Quattro maschi e una femmina avevano avuto i genitori di mia nonna e solo lei salvo' il ricordo delle radici e del popolo antico cui apparteneva la famiglia. Lei sola ebbe la capacita' e di tramandare le tradizioni e l'orgoglio di sentirsi ebrea e sionista.
Mia nonna raccontava e raccontava, senza stancarsi, storie affascinanti e misteriose di gente sconosciuta e lontana. Raccontava della madre di suo padre che portava la parrucca perche' religiosa ortodossa. Raccontava che un giorno, dalla Russia lontana, erano venuti i genitori a trovare il figlio a Trieste ma non avevano resistito a lungo: lei, la Madre, mandava la servitu' a lavare piatti e pentole in mare perche' niente era "kosher" in quella citta' straniera , nemmeno l'acqua.
Raccontava, mia nonna, raccontava a me forse perche' sapeva che io, femmina tra due maschi, avrei raccolto il messaggio, avrei saputo ritrovare le radici nascoste per due generazioni sotto l'illusione dell'assimilazione necessaria per poter condurre una vita "normale".
Forse inconsapevolmente sperava che proprio io avrei chiuso quel cerchio aperto da suo padre: dalla Russia e Israele.
E io ho allevato mio figlio con l'orgoglio e la dignita' apprese da mia nonna e da mia mamma , gli ho parlato di Israele, delle nostre origini, delle nostre sofferenze, l'ho nutrito di amore e sionismo e un giorno mi ha detto "Mamma io parto".
Ed e' partito per la Terra dei padri.
E dopo piu' di un secolo e mezzo eccoci qua, noi, i discendenti di quel piccolo ebreo russo che non aveva mai conosciuto la Terra.
Qui sono io e qui e' mio figlio Aaron e qui e' nato Yonatan, figlio suo e di Tanya, il primo piccolo sabra della nostra famiglia.
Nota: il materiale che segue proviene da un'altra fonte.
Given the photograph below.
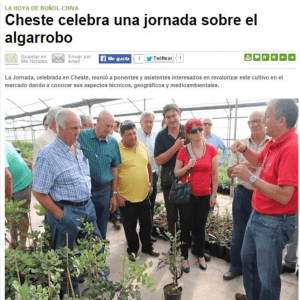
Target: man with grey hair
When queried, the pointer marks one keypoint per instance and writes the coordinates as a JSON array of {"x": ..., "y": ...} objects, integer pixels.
[
  {"x": 48, "y": 136},
  {"x": 62, "y": 184},
  {"x": 243, "y": 193},
  {"x": 275, "y": 200},
  {"x": 86, "y": 122},
  {"x": 147, "y": 136},
  {"x": 103, "y": 153}
]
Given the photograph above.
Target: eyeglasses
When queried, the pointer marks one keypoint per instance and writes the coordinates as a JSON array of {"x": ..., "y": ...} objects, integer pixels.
[
  {"x": 257, "y": 121},
  {"x": 195, "y": 130}
]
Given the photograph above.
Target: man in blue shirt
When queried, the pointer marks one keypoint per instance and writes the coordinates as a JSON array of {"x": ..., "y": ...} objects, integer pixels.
[
  {"x": 104, "y": 157},
  {"x": 62, "y": 184},
  {"x": 214, "y": 140}
]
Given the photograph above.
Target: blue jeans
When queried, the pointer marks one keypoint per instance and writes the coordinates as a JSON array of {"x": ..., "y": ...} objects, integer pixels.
[
  {"x": 69, "y": 223},
  {"x": 264, "y": 240},
  {"x": 241, "y": 212},
  {"x": 291, "y": 257},
  {"x": 101, "y": 200}
]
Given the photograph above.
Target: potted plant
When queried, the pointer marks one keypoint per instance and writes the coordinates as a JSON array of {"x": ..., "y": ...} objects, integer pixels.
[{"x": 173, "y": 260}]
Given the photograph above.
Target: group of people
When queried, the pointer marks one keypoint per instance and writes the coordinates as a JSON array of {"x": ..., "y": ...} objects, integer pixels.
[{"x": 86, "y": 172}]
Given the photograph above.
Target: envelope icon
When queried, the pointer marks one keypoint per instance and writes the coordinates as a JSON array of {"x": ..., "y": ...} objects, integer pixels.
[{"x": 58, "y": 58}]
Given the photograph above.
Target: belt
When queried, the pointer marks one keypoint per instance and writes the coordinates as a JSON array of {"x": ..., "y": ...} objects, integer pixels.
[
  {"x": 99, "y": 188},
  {"x": 246, "y": 190},
  {"x": 73, "y": 203},
  {"x": 283, "y": 215}
]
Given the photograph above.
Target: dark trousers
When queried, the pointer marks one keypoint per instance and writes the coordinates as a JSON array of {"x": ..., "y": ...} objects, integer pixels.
[
  {"x": 130, "y": 213},
  {"x": 241, "y": 209},
  {"x": 172, "y": 210},
  {"x": 200, "y": 208},
  {"x": 185, "y": 213},
  {"x": 153, "y": 196}
]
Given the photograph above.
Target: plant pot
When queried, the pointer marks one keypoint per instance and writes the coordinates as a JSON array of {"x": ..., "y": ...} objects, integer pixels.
[
  {"x": 221, "y": 250},
  {"x": 171, "y": 294},
  {"x": 227, "y": 252},
  {"x": 212, "y": 246}
]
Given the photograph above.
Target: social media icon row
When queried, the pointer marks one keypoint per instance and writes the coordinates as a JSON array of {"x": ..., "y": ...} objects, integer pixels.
[{"x": 270, "y": 57}]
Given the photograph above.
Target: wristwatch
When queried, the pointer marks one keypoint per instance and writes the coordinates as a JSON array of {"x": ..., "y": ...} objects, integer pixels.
[{"x": 252, "y": 179}]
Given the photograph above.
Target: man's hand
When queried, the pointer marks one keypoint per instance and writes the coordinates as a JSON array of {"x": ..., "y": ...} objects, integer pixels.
[
  {"x": 121, "y": 200},
  {"x": 150, "y": 191},
  {"x": 249, "y": 166},
  {"x": 238, "y": 147},
  {"x": 242, "y": 172},
  {"x": 113, "y": 203},
  {"x": 178, "y": 143}
]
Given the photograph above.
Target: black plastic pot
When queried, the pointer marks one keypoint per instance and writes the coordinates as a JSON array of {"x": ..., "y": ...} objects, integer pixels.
[
  {"x": 212, "y": 246},
  {"x": 227, "y": 252},
  {"x": 221, "y": 250},
  {"x": 174, "y": 296}
]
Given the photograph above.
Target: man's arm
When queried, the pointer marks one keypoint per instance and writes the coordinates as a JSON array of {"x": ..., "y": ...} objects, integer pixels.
[
  {"x": 113, "y": 200},
  {"x": 49, "y": 204},
  {"x": 250, "y": 155},
  {"x": 225, "y": 152},
  {"x": 166, "y": 156},
  {"x": 8, "y": 184}
]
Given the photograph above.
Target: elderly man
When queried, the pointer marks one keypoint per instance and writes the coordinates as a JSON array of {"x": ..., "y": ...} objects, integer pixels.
[
  {"x": 48, "y": 136},
  {"x": 214, "y": 140},
  {"x": 104, "y": 157},
  {"x": 17, "y": 188},
  {"x": 147, "y": 136},
  {"x": 134, "y": 189},
  {"x": 86, "y": 122},
  {"x": 167, "y": 145},
  {"x": 275, "y": 201},
  {"x": 62, "y": 184},
  {"x": 243, "y": 194}
]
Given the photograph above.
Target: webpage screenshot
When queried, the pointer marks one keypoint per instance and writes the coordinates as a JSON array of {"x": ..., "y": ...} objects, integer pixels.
[{"x": 217, "y": 66}]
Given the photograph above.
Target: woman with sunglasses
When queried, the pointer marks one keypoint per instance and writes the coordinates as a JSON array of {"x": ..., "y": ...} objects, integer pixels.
[{"x": 204, "y": 169}]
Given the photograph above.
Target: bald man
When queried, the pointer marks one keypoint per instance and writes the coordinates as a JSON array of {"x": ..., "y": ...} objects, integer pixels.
[{"x": 104, "y": 157}]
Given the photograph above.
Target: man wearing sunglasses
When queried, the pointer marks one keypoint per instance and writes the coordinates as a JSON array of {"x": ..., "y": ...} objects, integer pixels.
[
  {"x": 243, "y": 193},
  {"x": 275, "y": 201}
]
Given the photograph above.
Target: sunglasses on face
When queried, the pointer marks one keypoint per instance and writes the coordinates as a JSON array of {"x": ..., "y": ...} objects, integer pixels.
[{"x": 195, "y": 130}]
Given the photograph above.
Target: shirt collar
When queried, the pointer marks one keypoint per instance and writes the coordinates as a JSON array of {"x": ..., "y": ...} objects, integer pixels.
[{"x": 283, "y": 139}]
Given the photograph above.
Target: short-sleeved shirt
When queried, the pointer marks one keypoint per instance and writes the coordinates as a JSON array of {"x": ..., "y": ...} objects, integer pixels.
[
  {"x": 200, "y": 179},
  {"x": 149, "y": 141},
  {"x": 237, "y": 158},
  {"x": 42, "y": 141},
  {"x": 133, "y": 173},
  {"x": 21, "y": 175},
  {"x": 279, "y": 161},
  {"x": 217, "y": 142},
  {"x": 103, "y": 155},
  {"x": 62, "y": 176},
  {"x": 164, "y": 141}
]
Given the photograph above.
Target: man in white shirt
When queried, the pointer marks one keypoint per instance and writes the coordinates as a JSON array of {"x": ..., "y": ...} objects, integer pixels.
[{"x": 147, "y": 136}]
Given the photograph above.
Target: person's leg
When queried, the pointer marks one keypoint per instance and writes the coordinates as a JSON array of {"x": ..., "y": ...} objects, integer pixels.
[
  {"x": 241, "y": 211},
  {"x": 291, "y": 257},
  {"x": 129, "y": 215},
  {"x": 144, "y": 215},
  {"x": 185, "y": 213},
  {"x": 101, "y": 200},
  {"x": 200, "y": 209},
  {"x": 172, "y": 211}
]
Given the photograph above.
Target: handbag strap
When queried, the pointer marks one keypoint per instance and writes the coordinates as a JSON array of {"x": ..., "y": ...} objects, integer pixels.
[{"x": 190, "y": 157}]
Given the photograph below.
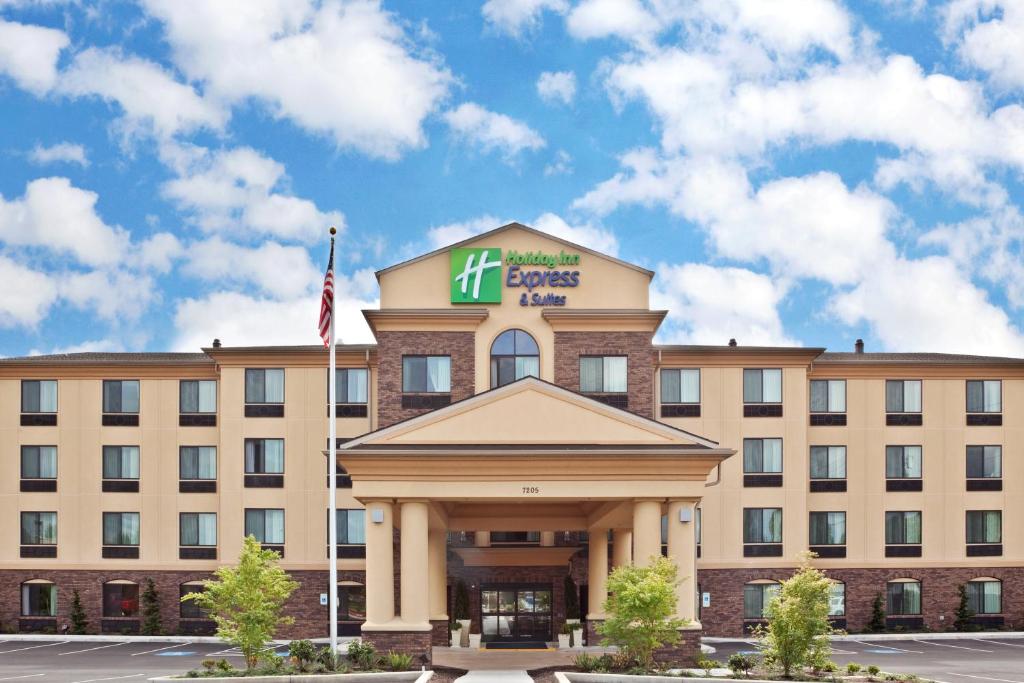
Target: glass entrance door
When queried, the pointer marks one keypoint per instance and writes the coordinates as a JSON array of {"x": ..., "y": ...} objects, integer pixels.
[{"x": 516, "y": 612}]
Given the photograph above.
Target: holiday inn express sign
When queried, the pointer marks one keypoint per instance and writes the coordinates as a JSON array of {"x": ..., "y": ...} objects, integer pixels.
[{"x": 477, "y": 275}]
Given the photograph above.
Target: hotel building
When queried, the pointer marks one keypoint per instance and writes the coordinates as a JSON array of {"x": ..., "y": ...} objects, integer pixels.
[{"x": 514, "y": 425}]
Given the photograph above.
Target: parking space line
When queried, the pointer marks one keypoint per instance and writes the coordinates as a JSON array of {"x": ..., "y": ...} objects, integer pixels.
[
  {"x": 89, "y": 649},
  {"x": 62, "y": 642},
  {"x": 958, "y": 647}
]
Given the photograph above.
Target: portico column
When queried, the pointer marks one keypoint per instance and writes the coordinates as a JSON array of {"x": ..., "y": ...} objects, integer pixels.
[
  {"x": 597, "y": 573},
  {"x": 380, "y": 564},
  {"x": 622, "y": 548},
  {"x": 683, "y": 551},
  {"x": 646, "y": 531},
  {"x": 415, "y": 584}
]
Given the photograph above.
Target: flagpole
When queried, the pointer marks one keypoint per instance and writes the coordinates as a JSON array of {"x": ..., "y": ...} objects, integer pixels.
[{"x": 332, "y": 497}]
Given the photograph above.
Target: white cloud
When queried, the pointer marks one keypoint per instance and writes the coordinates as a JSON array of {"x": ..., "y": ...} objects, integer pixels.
[
  {"x": 241, "y": 190},
  {"x": 556, "y": 86},
  {"x": 60, "y": 153},
  {"x": 346, "y": 70},
  {"x": 711, "y": 305},
  {"x": 55, "y": 215},
  {"x": 518, "y": 16},
  {"x": 29, "y": 54},
  {"x": 492, "y": 131}
]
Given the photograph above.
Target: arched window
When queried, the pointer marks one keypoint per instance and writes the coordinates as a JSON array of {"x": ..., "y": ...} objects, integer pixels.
[
  {"x": 513, "y": 355},
  {"x": 39, "y": 598},
  {"x": 984, "y": 596},
  {"x": 757, "y": 595}
]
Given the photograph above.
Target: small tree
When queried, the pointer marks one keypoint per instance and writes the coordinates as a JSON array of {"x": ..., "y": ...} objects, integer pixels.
[
  {"x": 246, "y": 600},
  {"x": 79, "y": 624},
  {"x": 964, "y": 611},
  {"x": 878, "y": 623},
  {"x": 798, "y": 622},
  {"x": 151, "y": 609},
  {"x": 640, "y": 607}
]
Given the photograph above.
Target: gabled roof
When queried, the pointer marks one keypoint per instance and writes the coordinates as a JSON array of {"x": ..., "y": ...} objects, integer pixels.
[{"x": 520, "y": 226}]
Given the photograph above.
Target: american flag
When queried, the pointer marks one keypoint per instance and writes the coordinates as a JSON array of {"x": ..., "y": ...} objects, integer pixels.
[{"x": 327, "y": 301}]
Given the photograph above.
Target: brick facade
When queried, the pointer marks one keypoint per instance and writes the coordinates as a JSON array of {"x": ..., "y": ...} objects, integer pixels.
[
  {"x": 640, "y": 363},
  {"x": 391, "y": 346}
]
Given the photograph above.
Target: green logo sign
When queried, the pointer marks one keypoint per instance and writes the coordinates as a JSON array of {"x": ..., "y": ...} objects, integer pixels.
[{"x": 476, "y": 275}]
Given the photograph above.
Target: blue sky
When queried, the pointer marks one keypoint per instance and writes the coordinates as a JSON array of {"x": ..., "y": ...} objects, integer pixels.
[{"x": 798, "y": 172}]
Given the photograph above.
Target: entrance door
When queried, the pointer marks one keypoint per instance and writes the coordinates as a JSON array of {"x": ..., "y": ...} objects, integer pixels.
[{"x": 516, "y": 612}]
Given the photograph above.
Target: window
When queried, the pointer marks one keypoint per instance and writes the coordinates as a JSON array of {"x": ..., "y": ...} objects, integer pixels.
[
  {"x": 903, "y": 462},
  {"x": 39, "y": 528},
  {"x": 903, "y": 598},
  {"x": 827, "y": 528},
  {"x": 680, "y": 385},
  {"x": 757, "y": 597},
  {"x": 514, "y": 354},
  {"x": 984, "y": 462},
  {"x": 198, "y": 462},
  {"x": 602, "y": 374},
  {"x": 984, "y": 396},
  {"x": 120, "y": 599},
  {"x": 198, "y": 528},
  {"x": 198, "y": 396},
  {"x": 762, "y": 386},
  {"x": 120, "y": 462},
  {"x": 827, "y": 462},
  {"x": 426, "y": 374},
  {"x": 902, "y": 528},
  {"x": 39, "y": 395},
  {"x": 902, "y": 395},
  {"x": 121, "y": 528},
  {"x": 351, "y": 527},
  {"x": 762, "y": 525},
  {"x": 39, "y": 462},
  {"x": 827, "y": 395},
  {"x": 121, "y": 395},
  {"x": 762, "y": 456},
  {"x": 984, "y": 596},
  {"x": 265, "y": 525},
  {"x": 349, "y": 385},
  {"x": 264, "y": 385},
  {"x": 264, "y": 456},
  {"x": 39, "y": 599},
  {"x": 984, "y": 526}
]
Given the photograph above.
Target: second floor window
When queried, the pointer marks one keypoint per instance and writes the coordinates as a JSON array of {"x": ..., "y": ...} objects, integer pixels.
[
  {"x": 120, "y": 462},
  {"x": 903, "y": 528},
  {"x": 121, "y": 528},
  {"x": 762, "y": 456},
  {"x": 984, "y": 396},
  {"x": 39, "y": 462},
  {"x": 264, "y": 456},
  {"x": 762, "y": 385},
  {"x": 602, "y": 374},
  {"x": 827, "y": 395},
  {"x": 264, "y": 385},
  {"x": 39, "y": 528},
  {"x": 902, "y": 395},
  {"x": 120, "y": 396},
  {"x": 426, "y": 374},
  {"x": 39, "y": 395},
  {"x": 762, "y": 525},
  {"x": 198, "y": 396}
]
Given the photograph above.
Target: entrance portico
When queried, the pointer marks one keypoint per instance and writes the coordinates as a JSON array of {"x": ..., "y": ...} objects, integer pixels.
[{"x": 525, "y": 457}]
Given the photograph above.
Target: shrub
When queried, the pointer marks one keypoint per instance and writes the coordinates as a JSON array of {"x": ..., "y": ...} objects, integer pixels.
[{"x": 640, "y": 606}]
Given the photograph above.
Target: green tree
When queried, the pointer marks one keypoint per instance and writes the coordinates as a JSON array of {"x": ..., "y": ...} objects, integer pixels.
[
  {"x": 151, "y": 610},
  {"x": 640, "y": 607},
  {"x": 79, "y": 624},
  {"x": 798, "y": 629},
  {"x": 246, "y": 600}
]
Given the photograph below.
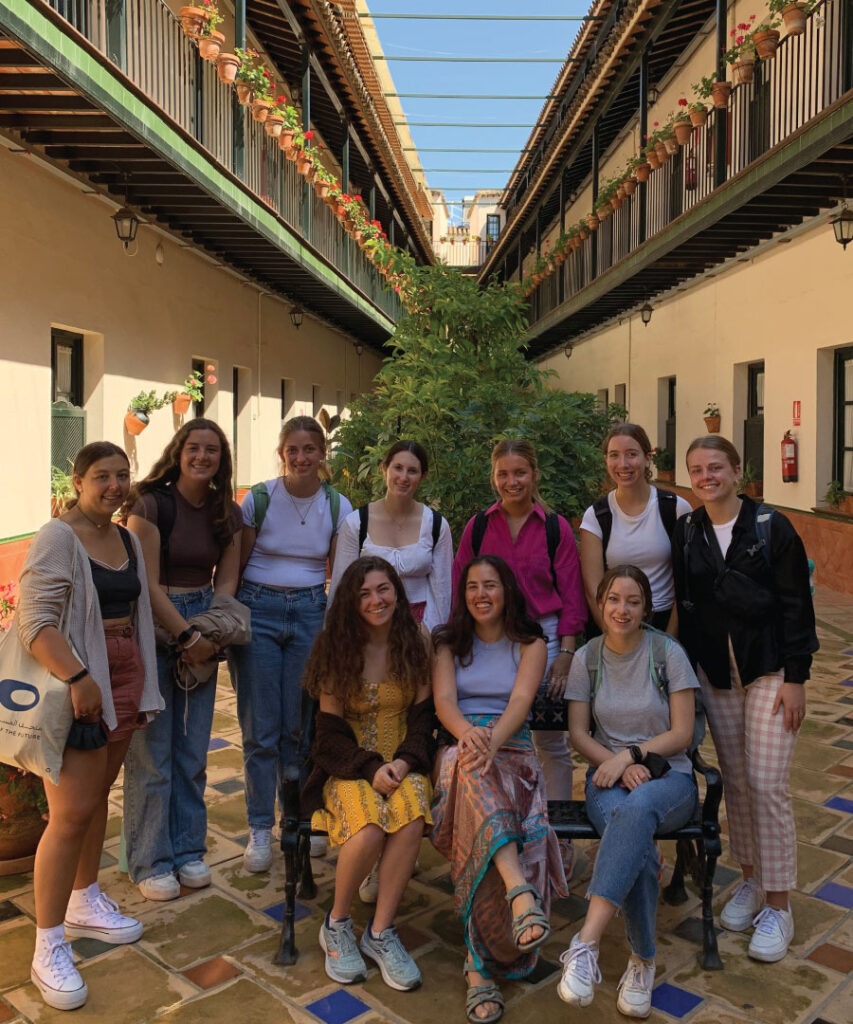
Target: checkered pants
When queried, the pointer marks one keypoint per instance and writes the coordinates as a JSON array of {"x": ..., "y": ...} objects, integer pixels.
[{"x": 755, "y": 752}]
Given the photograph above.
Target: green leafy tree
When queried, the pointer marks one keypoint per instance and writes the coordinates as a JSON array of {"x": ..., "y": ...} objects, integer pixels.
[{"x": 457, "y": 381}]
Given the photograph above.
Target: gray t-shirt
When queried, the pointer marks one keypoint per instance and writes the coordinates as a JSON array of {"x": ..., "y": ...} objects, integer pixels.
[{"x": 629, "y": 707}]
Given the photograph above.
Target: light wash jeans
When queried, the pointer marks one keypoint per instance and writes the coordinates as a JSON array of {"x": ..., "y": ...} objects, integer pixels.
[
  {"x": 274, "y": 713},
  {"x": 165, "y": 771},
  {"x": 551, "y": 744},
  {"x": 628, "y": 861}
]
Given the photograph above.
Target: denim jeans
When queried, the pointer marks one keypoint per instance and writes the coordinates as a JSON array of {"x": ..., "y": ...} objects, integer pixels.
[
  {"x": 166, "y": 769},
  {"x": 275, "y": 715},
  {"x": 628, "y": 863}
]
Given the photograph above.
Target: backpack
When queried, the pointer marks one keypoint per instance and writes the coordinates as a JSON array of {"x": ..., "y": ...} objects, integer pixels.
[
  {"x": 364, "y": 512},
  {"x": 261, "y": 497},
  {"x": 552, "y": 538},
  {"x": 667, "y": 506}
]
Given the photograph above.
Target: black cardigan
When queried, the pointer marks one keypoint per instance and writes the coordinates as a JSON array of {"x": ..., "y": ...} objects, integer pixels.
[{"x": 766, "y": 609}]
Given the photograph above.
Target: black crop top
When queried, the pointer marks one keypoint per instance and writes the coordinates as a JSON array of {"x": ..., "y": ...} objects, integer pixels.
[{"x": 117, "y": 589}]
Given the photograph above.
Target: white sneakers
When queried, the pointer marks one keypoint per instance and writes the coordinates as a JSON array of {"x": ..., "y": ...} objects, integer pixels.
[
  {"x": 635, "y": 988},
  {"x": 98, "y": 918},
  {"x": 742, "y": 906},
  {"x": 258, "y": 855},
  {"x": 774, "y": 931},
  {"x": 55, "y": 976},
  {"x": 581, "y": 973}
]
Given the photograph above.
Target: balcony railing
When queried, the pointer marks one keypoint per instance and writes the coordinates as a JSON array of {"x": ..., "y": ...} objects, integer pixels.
[
  {"x": 144, "y": 40},
  {"x": 806, "y": 77}
]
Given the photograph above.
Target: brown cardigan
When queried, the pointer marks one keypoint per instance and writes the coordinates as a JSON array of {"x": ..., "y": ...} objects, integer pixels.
[{"x": 335, "y": 752}]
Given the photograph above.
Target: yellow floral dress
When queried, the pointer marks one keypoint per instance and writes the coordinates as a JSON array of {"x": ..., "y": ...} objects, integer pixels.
[{"x": 378, "y": 719}]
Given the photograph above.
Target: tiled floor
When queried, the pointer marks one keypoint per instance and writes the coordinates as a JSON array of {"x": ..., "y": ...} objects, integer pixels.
[{"x": 209, "y": 955}]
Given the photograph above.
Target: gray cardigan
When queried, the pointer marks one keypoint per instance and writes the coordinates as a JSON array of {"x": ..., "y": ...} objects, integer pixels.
[{"x": 54, "y": 559}]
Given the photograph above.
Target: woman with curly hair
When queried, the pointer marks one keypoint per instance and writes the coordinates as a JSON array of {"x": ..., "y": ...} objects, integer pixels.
[
  {"x": 489, "y": 812},
  {"x": 188, "y": 525},
  {"x": 372, "y": 756}
]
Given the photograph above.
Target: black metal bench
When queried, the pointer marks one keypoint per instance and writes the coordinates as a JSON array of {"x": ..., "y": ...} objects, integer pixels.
[{"x": 697, "y": 849}]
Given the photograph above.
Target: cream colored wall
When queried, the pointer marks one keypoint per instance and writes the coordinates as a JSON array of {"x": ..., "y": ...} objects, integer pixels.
[
  {"x": 61, "y": 265},
  {"x": 787, "y": 307}
]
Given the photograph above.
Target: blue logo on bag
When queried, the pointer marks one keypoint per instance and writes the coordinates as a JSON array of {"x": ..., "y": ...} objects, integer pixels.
[{"x": 8, "y": 687}]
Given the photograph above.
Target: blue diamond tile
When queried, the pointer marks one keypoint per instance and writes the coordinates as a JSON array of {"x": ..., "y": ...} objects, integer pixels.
[
  {"x": 338, "y": 1008},
  {"x": 838, "y": 894},
  {"x": 276, "y": 911},
  {"x": 674, "y": 1000},
  {"x": 840, "y": 804}
]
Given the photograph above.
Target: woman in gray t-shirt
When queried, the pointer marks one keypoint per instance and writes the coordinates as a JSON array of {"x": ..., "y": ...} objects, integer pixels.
[{"x": 633, "y": 722}]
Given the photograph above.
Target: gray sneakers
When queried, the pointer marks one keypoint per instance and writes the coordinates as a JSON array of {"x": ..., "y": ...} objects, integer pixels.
[
  {"x": 396, "y": 967},
  {"x": 343, "y": 962}
]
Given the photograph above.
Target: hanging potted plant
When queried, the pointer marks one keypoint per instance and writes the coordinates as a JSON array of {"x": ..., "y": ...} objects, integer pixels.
[
  {"x": 24, "y": 816},
  {"x": 139, "y": 410},
  {"x": 712, "y": 418},
  {"x": 210, "y": 41}
]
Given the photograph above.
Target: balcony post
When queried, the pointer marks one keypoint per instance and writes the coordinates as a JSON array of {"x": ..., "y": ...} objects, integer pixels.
[
  {"x": 642, "y": 188},
  {"x": 238, "y": 112},
  {"x": 722, "y": 116}
]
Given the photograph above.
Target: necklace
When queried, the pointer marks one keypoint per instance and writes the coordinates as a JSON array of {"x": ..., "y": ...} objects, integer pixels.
[
  {"x": 302, "y": 511},
  {"x": 97, "y": 525}
]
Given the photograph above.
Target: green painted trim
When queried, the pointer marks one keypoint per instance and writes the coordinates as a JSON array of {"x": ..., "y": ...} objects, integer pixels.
[
  {"x": 830, "y": 127},
  {"x": 103, "y": 87}
]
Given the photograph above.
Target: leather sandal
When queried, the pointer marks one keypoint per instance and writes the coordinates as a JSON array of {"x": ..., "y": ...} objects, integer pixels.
[
  {"x": 477, "y": 995},
  {"x": 531, "y": 918}
]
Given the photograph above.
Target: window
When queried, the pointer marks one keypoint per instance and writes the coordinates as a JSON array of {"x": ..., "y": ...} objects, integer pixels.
[{"x": 843, "y": 463}]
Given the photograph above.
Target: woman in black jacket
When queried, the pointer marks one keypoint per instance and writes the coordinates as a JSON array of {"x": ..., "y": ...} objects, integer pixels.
[{"x": 745, "y": 616}]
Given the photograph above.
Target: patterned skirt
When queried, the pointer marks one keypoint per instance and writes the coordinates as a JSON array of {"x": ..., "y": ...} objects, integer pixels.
[{"x": 474, "y": 815}]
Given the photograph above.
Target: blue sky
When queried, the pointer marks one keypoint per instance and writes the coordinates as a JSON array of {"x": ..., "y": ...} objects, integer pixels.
[{"x": 460, "y": 38}]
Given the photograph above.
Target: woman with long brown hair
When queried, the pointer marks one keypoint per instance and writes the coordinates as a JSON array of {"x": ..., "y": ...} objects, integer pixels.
[{"x": 188, "y": 525}]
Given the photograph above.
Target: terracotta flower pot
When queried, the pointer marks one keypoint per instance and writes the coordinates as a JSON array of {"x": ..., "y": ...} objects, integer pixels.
[
  {"x": 193, "y": 20},
  {"x": 744, "y": 72},
  {"x": 698, "y": 118},
  {"x": 209, "y": 46},
  {"x": 226, "y": 66},
  {"x": 260, "y": 110},
  {"x": 135, "y": 423},
  {"x": 720, "y": 93},
  {"x": 245, "y": 95},
  {"x": 766, "y": 43},
  {"x": 683, "y": 132},
  {"x": 273, "y": 125},
  {"x": 794, "y": 18}
]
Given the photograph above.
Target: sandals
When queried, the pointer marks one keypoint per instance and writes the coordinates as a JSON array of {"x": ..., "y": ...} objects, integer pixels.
[
  {"x": 477, "y": 995},
  {"x": 531, "y": 918}
]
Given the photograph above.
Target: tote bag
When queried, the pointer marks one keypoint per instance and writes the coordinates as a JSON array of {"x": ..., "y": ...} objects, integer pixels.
[{"x": 36, "y": 712}]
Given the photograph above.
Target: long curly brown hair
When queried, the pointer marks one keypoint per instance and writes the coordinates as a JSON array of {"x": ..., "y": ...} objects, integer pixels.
[
  {"x": 336, "y": 664},
  {"x": 166, "y": 472},
  {"x": 458, "y": 634}
]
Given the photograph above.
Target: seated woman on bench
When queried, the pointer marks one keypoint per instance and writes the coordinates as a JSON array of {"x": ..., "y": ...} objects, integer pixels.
[
  {"x": 489, "y": 813},
  {"x": 372, "y": 756},
  {"x": 640, "y": 779}
]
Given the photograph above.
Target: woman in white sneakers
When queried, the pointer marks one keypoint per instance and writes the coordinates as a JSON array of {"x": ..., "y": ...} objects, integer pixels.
[{"x": 745, "y": 616}]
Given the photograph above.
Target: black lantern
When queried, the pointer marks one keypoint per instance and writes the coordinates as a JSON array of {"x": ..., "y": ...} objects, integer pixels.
[{"x": 126, "y": 224}]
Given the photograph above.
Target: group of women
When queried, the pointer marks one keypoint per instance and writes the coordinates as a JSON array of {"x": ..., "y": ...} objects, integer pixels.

Qui e' arrivato anche uno dei miei due fratelli.
Il cerchio si e' chiuso e il padre di mia nonna mi guarda dal ritratto sul muro con i suoi occhi antichi e pazienti. Gli ebrei sanno aspettare, la sofferenza glielo ha insegnato.
Che sorrida ?
Lui voleva prendere una nave per arrivare in Palestina.
La nipote di sua figlia ha preso un aereo ed e' arrivata in Israele.